Wider corridor pattern. The arrangement echoes a cluster of 2025–2026 decisions that have positioned Portugal as a preferred European assembly base for Nordic industrials: Saab’s exploratory partnership with OGMA on Gripen fighter components, CorPower Ocean’s wave energy test site in Aguçadoura, Vestas’ hybrid solar-wind deployments, IKEA’s Ingka hybrid wind-and-solar park commitments, and the wider move of JYSK, Essity, Sensio and others into Portuguese operations. Each rests on some combination of cost discipline, skilled labour, and a logistics geography that plays well with both Atlantic and continental European demand.

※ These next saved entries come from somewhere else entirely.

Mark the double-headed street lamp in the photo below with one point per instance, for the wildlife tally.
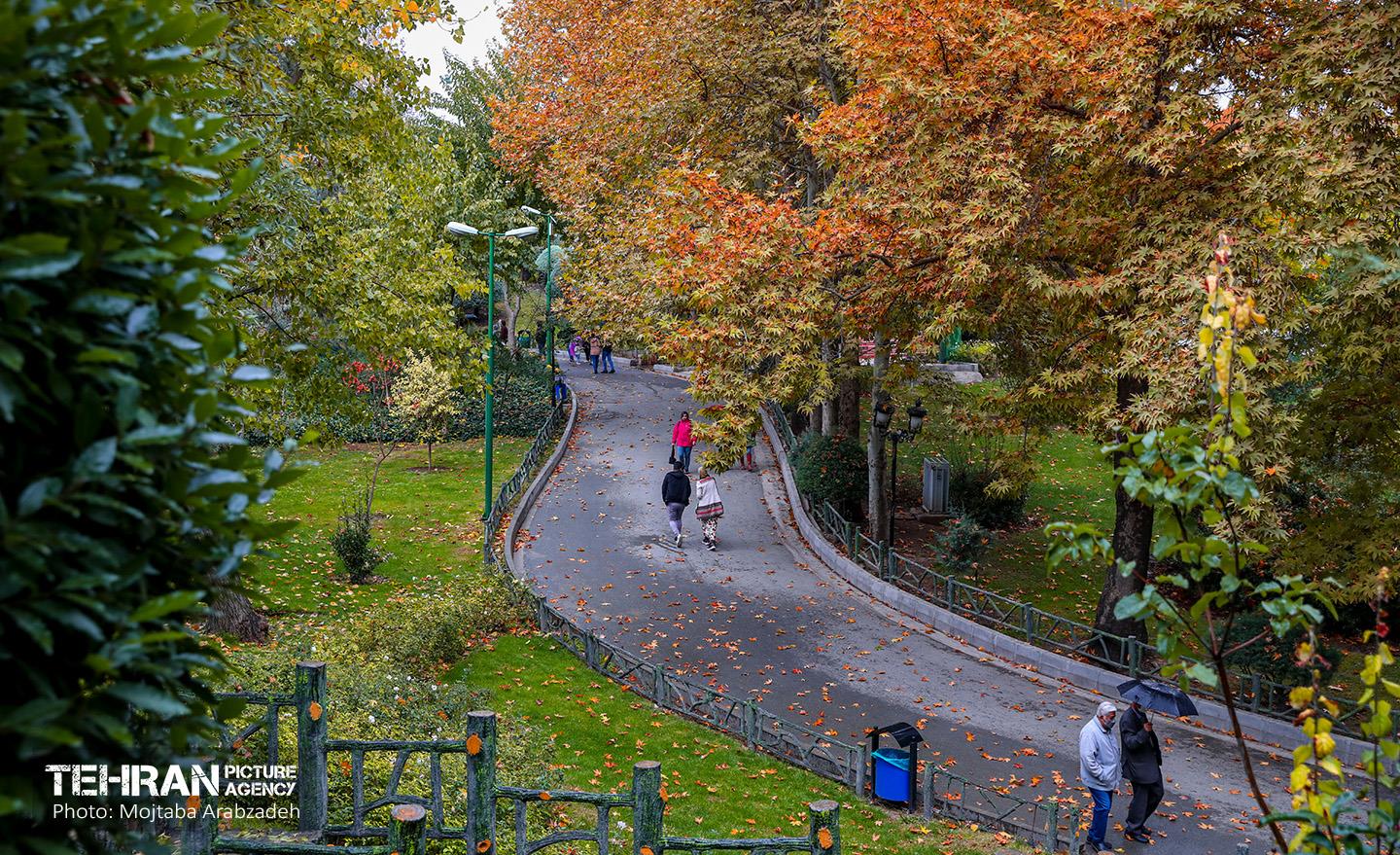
(549, 291)
(884, 412)
(464, 231)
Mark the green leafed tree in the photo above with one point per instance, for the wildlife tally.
(124, 489)
(347, 258)
(423, 398)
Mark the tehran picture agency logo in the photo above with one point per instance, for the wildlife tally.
(197, 784)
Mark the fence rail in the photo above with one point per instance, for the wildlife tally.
(416, 812)
(1126, 655)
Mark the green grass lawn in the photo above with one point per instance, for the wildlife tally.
(715, 785)
(1072, 483)
(429, 523)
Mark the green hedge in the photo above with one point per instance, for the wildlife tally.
(522, 403)
(123, 491)
(830, 470)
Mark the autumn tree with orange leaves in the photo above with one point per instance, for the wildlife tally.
(1043, 175)
(1062, 165)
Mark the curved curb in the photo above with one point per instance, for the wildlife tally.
(527, 502)
(1266, 730)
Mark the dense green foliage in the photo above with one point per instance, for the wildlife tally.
(347, 253)
(961, 546)
(970, 488)
(521, 407)
(124, 488)
(830, 470)
(1273, 657)
(353, 541)
(387, 679)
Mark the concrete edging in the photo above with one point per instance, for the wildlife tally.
(527, 502)
(1267, 730)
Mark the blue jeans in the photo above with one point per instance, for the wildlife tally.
(1100, 825)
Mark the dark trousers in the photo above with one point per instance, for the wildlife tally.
(1145, 798)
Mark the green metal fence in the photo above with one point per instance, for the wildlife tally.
(1021, 620)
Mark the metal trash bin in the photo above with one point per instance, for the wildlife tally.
(894, 771)
(890, 769)
(935, 485)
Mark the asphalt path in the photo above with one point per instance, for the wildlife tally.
(762, 617)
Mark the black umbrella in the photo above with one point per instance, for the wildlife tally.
(1158, 696)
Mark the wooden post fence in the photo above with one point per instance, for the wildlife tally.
(312, 785)
(648, 807)
(480, 781)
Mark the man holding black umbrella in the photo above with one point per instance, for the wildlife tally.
(1141, 766)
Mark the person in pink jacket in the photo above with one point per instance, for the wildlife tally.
(682, 441)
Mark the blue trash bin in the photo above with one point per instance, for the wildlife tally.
(892, 774)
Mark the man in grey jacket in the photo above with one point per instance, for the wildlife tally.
(1100, 768)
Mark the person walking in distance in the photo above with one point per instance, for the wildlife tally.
(1100, 768)
(682, 439)
(1141, 766)
(675, 492)
(709, 508)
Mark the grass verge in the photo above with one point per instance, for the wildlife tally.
(715, 785)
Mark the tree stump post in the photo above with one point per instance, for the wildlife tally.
(826, 827)
(196, 833)
(312, 785)
(480, 781)
(648, 809)
(407, 830)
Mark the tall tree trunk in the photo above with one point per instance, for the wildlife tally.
(875, 447)
(1132, 536)
(829, 406)
(849, 400)
(231, 613)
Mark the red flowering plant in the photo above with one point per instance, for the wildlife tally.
(372, 384)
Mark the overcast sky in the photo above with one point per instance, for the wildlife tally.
(480, 22)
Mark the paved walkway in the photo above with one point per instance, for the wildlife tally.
(763, 619)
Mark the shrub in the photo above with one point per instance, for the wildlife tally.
(830, 470)
(961, 546)
(353, 541)
(980, 352)
(124, 492)
(522, 403)
(1273, 658)
(972, 488)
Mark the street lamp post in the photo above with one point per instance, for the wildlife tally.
(549, 288)
(884, 412)
(464, 231)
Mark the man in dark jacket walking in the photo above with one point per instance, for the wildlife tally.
(675, 492)
(1141, 766)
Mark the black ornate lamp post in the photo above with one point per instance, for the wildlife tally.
(884, 413)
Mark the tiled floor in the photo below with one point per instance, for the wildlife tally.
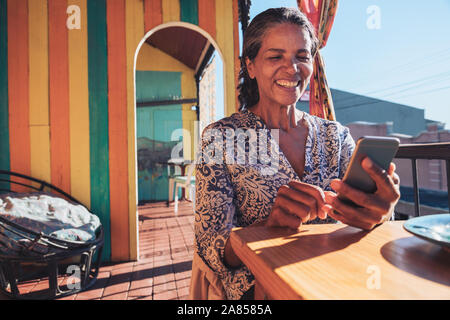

What to watch. Three signals will tell us whether this is the start of a broader upgrade for Portuguese automotive. First, whether Volvo Buses, or Volvo Group more broadly, commits additional model programmes to Porto as the B13R UNVI XL ramps. Second, whether UNVI itself shifts further Spanish volume to Portugal or stands pat with a strategic split between Ourense and Porto. Third, whether early Nordic operators — Swedish, Danish and Finnish coach fleets are likely candidates — publish visible early orders that confirm Nordic demand is pulling the production model forward. If those three boxes tick, 2026 will be the year Portuguese bodywork entered a new league.
The first B13R UNVI XL, now rolling quietly through evaluation at UNVI Porto, is a small physical artefact of a larger story: the corridor between Scandinavia and Portugal is increasingly about industrial value that flows in both directions. Swedish chassis, Portuguese bodies, Nordic miles.